The four Zone 3 receipt points currently accepting gas into REX were already operating at a combined approximate 90% of operating capacity as of July 20, based on total receipts of 1.38 Bcf/d and total operating capacity of 1.54 Bcf/d. That total operating capacity moves to 1.8 Bcf/d once the East-to-West project enters service on Aug. 1.
The biggest impact on the market from this westbound gas has been to push gas that historically fed the nation’s midsection southward and into Producing Region storage caverns, according to a recent analysis by Observ Commodities.
“In the current injection season, while the pace of injection in the East consuming region has trended similar to that of last year, the pace of injection in the producing region has been much faster,” Observe analyst Wei Chien said in a recent whitepaper.
The outlook for regional gas balances has turned out to be “much more bearish” than the market has been expecting. Chien said storage in the Producing Region will continue to balloon in August and September, and the expansion of a re-directed REX will continue to put pressure on Henry Hub prices.

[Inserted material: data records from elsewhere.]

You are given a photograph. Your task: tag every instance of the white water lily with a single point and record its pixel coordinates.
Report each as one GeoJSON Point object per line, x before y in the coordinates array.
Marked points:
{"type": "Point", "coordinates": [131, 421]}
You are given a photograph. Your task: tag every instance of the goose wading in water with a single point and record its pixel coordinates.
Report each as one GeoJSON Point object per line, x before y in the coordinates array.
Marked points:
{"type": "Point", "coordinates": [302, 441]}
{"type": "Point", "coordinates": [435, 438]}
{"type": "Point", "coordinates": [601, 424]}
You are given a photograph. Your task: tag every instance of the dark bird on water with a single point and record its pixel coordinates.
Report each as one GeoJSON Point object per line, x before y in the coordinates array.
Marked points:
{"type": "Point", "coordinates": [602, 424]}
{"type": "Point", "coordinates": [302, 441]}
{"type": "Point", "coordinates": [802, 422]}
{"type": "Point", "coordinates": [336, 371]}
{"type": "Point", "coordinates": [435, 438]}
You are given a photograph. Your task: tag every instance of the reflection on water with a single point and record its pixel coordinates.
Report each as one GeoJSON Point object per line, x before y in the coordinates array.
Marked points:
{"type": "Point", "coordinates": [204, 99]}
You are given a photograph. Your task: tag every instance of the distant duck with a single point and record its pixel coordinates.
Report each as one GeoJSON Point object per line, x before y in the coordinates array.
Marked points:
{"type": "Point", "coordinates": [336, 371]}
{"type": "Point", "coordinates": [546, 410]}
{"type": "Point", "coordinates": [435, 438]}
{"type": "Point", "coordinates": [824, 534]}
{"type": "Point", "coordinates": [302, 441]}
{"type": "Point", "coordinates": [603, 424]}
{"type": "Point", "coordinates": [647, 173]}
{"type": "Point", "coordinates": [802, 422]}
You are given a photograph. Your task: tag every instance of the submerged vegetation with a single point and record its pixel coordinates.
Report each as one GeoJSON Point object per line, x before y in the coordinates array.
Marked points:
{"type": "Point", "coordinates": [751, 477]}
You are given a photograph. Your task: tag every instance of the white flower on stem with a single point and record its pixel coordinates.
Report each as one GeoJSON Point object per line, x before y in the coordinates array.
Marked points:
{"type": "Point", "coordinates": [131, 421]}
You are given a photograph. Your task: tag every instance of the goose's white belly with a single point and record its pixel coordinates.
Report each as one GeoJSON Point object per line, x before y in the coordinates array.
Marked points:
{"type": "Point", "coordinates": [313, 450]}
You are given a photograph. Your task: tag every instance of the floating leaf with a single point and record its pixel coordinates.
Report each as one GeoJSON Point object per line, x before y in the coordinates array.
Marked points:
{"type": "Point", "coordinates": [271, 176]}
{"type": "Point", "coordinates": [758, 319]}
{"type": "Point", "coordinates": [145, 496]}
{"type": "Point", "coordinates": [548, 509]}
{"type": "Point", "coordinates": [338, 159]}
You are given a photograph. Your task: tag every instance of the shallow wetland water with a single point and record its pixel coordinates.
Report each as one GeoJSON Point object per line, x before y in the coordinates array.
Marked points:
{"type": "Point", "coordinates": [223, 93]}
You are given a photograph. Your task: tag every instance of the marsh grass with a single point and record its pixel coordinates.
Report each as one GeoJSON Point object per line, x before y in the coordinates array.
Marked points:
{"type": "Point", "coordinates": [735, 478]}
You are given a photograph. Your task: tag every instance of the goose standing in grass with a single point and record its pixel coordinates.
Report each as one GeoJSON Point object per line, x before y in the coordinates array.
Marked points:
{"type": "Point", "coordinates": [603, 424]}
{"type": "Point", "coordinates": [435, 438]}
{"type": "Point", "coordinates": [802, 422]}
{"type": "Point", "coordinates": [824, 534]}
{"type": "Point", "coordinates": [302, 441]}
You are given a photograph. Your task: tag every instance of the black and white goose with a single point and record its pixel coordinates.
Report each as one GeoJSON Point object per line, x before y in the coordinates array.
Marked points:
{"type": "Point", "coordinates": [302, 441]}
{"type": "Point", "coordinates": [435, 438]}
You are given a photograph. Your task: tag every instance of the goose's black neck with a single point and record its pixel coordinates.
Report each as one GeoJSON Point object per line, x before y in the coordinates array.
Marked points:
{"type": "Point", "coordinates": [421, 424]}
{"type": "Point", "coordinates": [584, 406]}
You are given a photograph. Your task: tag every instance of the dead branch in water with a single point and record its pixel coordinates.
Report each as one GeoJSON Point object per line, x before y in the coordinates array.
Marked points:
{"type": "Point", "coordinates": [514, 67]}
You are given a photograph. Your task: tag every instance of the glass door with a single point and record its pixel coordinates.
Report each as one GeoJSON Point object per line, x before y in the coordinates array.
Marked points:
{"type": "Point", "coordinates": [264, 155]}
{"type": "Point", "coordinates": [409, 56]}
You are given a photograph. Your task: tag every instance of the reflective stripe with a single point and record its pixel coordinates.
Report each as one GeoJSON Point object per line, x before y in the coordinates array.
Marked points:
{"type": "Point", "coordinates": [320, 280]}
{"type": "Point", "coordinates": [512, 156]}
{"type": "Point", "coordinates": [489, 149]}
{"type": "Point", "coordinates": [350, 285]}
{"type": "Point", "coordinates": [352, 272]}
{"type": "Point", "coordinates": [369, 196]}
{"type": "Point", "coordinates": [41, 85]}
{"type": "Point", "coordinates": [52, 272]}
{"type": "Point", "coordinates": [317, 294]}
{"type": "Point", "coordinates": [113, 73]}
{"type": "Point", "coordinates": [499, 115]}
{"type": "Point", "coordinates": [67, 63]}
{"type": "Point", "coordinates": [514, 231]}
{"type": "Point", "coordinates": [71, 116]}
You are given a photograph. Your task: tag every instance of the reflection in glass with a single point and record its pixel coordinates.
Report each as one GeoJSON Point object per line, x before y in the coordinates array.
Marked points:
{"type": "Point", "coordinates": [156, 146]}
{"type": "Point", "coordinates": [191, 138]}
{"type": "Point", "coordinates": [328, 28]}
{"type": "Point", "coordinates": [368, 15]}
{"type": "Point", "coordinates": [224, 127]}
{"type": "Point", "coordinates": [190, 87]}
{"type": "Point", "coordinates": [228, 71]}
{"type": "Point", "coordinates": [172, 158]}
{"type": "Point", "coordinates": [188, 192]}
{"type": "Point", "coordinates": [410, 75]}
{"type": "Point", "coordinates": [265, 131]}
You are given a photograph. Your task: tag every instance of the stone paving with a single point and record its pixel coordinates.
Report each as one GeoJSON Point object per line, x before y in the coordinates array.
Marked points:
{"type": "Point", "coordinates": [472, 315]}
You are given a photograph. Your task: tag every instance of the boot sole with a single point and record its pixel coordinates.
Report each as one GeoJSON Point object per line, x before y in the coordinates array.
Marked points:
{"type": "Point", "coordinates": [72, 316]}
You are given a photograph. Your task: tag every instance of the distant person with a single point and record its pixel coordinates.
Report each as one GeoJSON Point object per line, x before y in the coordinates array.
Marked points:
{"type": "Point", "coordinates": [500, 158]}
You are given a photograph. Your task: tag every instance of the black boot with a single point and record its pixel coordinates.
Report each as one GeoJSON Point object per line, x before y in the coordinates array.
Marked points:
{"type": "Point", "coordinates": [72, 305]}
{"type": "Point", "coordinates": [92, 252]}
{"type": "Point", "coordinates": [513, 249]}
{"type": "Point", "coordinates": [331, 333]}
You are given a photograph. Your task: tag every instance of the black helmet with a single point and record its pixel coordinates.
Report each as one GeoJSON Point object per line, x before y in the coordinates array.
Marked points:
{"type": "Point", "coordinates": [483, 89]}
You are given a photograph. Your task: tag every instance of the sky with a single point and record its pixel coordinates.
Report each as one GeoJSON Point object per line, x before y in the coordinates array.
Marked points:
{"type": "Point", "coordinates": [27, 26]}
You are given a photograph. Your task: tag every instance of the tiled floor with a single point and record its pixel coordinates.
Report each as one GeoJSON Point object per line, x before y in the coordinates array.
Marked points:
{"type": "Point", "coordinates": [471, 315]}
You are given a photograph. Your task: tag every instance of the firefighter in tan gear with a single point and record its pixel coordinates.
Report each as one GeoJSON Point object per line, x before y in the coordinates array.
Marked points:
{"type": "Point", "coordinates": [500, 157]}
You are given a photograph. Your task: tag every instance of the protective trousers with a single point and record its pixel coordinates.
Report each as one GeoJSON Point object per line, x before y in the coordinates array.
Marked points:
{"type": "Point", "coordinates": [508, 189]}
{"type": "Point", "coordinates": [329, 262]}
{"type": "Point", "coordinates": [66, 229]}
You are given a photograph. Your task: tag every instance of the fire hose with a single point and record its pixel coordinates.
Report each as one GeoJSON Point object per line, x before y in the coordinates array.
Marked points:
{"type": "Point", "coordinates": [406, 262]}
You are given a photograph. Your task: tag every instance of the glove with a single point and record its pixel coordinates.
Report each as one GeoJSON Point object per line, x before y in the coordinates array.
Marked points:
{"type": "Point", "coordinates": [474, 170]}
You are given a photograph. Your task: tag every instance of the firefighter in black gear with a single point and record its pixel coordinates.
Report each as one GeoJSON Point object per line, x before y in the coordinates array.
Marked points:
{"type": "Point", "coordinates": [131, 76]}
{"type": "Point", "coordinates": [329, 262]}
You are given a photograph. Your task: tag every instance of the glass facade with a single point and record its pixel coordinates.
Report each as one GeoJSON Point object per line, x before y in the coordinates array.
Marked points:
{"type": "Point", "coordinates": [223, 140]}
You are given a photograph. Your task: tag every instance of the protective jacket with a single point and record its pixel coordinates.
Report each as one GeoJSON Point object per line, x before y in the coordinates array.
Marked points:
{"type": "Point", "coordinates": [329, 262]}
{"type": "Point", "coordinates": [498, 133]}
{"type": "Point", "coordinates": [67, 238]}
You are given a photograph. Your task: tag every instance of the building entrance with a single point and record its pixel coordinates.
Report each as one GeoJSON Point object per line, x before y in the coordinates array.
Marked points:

When East-to-West comes online, REX still won’t be done growing westbound capacity as its REX Zone 3 Capacity Enhancement project is slated to come online next year.
Through the addition of three compressor stations and more horsepower at existing stations, the project will add 800 MMcf/d of westbound-only capacity from Clarington; about 500 MMcf/d of that capacity will end at Lebanon, OH, while the remaining about 300 MMcf/d will have to access to the Indiana-Illinois border area where there are interconnects with NGPL, Trunkline, Panhandle and Midwestern Gas Transmission.
When the Zone 3 Capacity Enhancement project comes online, REX will have total east-to-west capacity of 2.6 Bcf/d. The project is expected to be operational during the fourth quarter of 2016. “REX expects to add multiple new sources of supply as receipt points into Zone 3 prior to 2016,” the pipeline said on its website.
Despite the growing onslaught of Appalachian gas, Rockies gas is still moving east into Zone 3 and “hitting all the interconnected pipes,” Sheehy said, reaching Chicago, Minnesota, Michigan and the Gulf Coast region. This segment of REX is acting like a header system.
“REX provides a valuable outlet for the Rockies production. The Rocky Mountain production zone is still a prolific basin, and producers on REX still have a tremendous amount of gas needing a market.”
Rockies gas isn’t likely to get pushed out of the Midwest market by supply from Appalachia, Sheehy said. Like the Observ Commodities analysis, Sheehy believes gas from the Gulf Coast will get pushed back. “If I have to guess, I would say it’s going to be Gulf Coast; that’s just my opinion.”